Updated 6:49 p.m.
CLEVELAND, Ohio — Three Case Western Reserve University School of Medicine researchers will lead an interdisciplinary team that uses a $1.25 million, four-year, National Institutes of Mental Health grant to study schizophrenia.
It may be the first time in Cleveland that technology capable of retracing human cells back to their primary, or pluripotent, state is used to better understand mental illness, said Paul Tesar, assistant professor in the Department of Genetics and Center for Stem Cell and Regenerative Medicine, who will be responsible for the stem cell portion of the schizophrenia study.
Robert Miller, vice dean for research and the Allen C. Holmes Professor of Neurological Diseases, will be responsible for the nerve and brain portion. And Dr. Robert Findling, the Rocco L. Motto, M.D., Professor of Child & Adolescent Psychiatry at University Hospitals Case Medical Center, will be responsible for the schizophrenia/mental health portion of the study.
About one percent of the world’s population — that’s nearly 68 million people — has schizophrenia. The serious psychiatric condition causes severe symptoms that expose patients to increased risk for suicide, unemployment, permanent disability and homelessness. Adolescents who develop schizophrenia usually experience more severe symptoms than adults.

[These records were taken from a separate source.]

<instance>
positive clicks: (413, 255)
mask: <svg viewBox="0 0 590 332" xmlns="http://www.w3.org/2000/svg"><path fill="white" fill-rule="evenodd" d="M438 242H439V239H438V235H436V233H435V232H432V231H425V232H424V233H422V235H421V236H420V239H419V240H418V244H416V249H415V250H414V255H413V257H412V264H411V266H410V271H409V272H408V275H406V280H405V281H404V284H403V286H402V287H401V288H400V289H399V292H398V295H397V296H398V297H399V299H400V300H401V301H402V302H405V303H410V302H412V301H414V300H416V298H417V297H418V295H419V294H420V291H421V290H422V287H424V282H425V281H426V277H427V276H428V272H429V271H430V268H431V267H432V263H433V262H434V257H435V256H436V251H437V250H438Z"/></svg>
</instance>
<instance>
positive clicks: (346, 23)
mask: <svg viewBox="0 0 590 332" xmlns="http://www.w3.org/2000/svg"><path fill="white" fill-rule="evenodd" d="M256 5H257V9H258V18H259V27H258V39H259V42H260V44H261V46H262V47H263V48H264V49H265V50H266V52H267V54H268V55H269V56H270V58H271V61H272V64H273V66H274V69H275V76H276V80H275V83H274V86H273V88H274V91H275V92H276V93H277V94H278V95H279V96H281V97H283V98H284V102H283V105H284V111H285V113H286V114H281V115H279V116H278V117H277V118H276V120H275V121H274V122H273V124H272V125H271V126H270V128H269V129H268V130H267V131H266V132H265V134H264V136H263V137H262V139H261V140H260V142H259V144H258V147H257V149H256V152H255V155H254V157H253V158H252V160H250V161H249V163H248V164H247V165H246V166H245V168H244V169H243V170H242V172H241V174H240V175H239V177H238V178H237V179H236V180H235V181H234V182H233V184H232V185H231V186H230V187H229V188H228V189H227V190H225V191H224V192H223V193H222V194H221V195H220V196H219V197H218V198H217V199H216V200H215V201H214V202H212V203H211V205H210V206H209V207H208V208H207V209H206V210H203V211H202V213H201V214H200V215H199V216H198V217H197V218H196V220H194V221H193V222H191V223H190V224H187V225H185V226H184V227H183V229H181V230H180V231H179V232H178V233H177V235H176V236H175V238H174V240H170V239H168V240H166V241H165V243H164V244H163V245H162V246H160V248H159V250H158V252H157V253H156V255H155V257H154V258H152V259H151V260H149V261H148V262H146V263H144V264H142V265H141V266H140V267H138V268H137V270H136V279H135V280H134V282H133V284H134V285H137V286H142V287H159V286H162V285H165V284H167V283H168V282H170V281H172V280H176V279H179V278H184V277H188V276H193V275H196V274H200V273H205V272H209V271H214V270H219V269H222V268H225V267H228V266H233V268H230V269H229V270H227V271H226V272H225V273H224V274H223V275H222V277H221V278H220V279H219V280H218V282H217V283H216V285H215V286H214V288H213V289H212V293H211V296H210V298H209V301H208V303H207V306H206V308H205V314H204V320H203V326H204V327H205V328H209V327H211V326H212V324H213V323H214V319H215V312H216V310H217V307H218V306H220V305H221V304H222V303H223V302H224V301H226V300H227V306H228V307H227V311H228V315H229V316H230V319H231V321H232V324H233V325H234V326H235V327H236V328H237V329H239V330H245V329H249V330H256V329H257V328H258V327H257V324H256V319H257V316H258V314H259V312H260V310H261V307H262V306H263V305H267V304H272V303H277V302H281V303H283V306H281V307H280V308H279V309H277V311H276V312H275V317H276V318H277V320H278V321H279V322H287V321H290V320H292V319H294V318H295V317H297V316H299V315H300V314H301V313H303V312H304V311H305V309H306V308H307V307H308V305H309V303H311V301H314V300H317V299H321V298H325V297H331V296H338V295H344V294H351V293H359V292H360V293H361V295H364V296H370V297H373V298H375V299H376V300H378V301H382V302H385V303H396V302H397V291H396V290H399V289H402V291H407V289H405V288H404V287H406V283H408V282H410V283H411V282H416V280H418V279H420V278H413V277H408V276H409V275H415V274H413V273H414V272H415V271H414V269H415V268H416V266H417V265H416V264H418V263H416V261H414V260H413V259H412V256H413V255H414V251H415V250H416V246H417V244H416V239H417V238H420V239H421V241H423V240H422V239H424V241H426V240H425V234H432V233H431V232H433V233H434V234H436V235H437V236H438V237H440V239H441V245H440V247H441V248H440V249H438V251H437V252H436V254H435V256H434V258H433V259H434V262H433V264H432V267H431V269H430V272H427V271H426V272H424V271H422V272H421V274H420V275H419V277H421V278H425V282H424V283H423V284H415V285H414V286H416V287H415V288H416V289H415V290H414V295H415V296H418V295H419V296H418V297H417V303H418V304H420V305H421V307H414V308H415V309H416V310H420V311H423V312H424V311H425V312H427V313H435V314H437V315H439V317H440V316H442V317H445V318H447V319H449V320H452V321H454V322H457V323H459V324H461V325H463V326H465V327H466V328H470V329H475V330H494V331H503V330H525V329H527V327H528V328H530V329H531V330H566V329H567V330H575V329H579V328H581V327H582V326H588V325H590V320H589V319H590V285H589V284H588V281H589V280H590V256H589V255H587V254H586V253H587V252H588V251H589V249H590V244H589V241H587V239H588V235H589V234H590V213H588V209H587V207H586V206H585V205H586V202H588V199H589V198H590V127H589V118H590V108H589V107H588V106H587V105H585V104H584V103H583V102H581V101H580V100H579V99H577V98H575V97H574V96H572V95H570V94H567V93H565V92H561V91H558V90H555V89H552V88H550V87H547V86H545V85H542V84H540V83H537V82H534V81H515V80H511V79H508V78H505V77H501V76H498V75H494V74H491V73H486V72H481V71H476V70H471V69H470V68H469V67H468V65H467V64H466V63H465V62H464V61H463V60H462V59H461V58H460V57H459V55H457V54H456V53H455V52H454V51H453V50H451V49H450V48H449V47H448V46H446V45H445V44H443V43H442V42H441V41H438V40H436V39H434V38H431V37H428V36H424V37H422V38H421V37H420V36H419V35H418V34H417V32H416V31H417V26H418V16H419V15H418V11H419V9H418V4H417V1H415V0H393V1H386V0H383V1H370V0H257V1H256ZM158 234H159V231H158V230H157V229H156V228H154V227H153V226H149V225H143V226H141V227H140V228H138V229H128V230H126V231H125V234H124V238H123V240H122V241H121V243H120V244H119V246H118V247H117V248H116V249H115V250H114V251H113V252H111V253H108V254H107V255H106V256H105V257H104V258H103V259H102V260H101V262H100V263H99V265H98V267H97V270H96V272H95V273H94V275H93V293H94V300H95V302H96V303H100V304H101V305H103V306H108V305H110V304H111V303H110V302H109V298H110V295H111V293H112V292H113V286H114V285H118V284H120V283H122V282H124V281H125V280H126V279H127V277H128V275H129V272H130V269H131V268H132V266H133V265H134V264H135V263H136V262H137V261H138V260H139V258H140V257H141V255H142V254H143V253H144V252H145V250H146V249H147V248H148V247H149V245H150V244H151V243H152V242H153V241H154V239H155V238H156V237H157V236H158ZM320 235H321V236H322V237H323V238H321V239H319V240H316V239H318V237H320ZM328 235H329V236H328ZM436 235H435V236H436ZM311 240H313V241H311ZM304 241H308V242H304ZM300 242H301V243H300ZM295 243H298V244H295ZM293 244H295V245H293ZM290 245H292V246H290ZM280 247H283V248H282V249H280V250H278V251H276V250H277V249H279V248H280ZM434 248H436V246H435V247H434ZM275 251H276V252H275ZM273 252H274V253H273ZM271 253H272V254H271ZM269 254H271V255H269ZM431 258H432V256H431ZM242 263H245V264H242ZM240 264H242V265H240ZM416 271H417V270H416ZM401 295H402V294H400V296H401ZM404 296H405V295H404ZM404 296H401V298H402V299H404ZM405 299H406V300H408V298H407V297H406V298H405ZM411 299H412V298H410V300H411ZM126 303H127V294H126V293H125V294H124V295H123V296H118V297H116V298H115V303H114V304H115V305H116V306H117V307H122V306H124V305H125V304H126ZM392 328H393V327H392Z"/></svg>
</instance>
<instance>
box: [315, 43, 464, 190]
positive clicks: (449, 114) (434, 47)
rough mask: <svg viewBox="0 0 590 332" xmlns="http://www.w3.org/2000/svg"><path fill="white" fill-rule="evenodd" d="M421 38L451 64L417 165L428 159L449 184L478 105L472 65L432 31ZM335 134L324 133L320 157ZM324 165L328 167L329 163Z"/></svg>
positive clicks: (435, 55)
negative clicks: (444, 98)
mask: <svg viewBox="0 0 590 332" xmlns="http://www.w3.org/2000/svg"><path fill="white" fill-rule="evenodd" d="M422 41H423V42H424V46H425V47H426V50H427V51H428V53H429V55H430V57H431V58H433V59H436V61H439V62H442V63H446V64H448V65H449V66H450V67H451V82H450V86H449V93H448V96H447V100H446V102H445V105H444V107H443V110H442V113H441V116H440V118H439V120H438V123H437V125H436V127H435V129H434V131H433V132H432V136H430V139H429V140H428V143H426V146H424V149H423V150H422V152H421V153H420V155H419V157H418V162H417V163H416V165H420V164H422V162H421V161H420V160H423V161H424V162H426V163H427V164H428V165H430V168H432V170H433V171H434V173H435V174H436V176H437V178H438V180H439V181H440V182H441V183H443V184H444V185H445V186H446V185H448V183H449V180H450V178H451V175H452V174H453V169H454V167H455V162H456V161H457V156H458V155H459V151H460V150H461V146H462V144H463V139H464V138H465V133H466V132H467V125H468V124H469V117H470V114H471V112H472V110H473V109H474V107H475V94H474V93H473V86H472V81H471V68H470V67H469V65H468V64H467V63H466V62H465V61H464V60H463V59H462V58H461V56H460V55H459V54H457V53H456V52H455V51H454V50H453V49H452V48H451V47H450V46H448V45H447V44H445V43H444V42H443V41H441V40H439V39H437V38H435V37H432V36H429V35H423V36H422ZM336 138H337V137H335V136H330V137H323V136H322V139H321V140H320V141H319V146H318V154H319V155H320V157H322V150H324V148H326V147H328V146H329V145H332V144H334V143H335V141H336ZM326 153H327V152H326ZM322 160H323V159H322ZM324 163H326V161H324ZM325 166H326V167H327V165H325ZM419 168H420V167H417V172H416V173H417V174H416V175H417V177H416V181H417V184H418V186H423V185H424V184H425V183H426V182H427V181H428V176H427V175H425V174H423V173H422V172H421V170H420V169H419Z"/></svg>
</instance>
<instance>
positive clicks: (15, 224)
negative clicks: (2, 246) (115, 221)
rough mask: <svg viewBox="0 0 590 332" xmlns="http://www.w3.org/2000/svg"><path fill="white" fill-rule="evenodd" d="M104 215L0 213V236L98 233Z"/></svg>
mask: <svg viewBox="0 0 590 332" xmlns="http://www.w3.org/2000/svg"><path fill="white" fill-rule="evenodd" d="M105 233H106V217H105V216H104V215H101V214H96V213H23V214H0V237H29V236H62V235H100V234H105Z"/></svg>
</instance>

“Unfortunately, the cause of schizophrenia is currently unknown and the molecular- and cellular-based mechanisms that contribute to schizophrenia remain undefined,” Miller said in the medical school’s statement. “However, there is a growing body of evidence to suggest that schizophrenia is a neurodevelopmental disorder with genetics being a key risk factor for illness expression.”
That evidence points to unhealthy regulation of cells that produce an insulating coating surrounding nerve cells in schizophrenia sufferers, according to the medical school. The coating, called myelin, is required for the proper conduction of signals along the nerves and in the brain.
But you can’t harvest living brain cells in order to study them. So the scientists plan to use induced pluripotent stem cell (iPS) technology to turn skin cells from affected adolescents into genetically identical stem cells. These primitive cells would be programmed as brain cells and then multiplied for better study, said Tesar, who started working with iPS technology at the National Institutes of Health soon after it was discovered for mice in 2006.
Cleveland’s stem cell center received a $5 million grant from the Ohio Third Frontier in June to help build iPS technology. “This is a new frontier,” Tesar said. “It’s not clear how it’s going to go.”
But studying the reproduced brain cells of schizophrenia patients could help explain how molecular and cellular dysfunctions contributes to their disease.
“We hope to understand the underlying cause of schizophrenia in much greater depth,” Findling said in the medical school statement. “If we can decipher why the cells aren’t functioning properly, we may be able to develop treatments that can restore function to vulnerable patients suffering from schizophrenia.”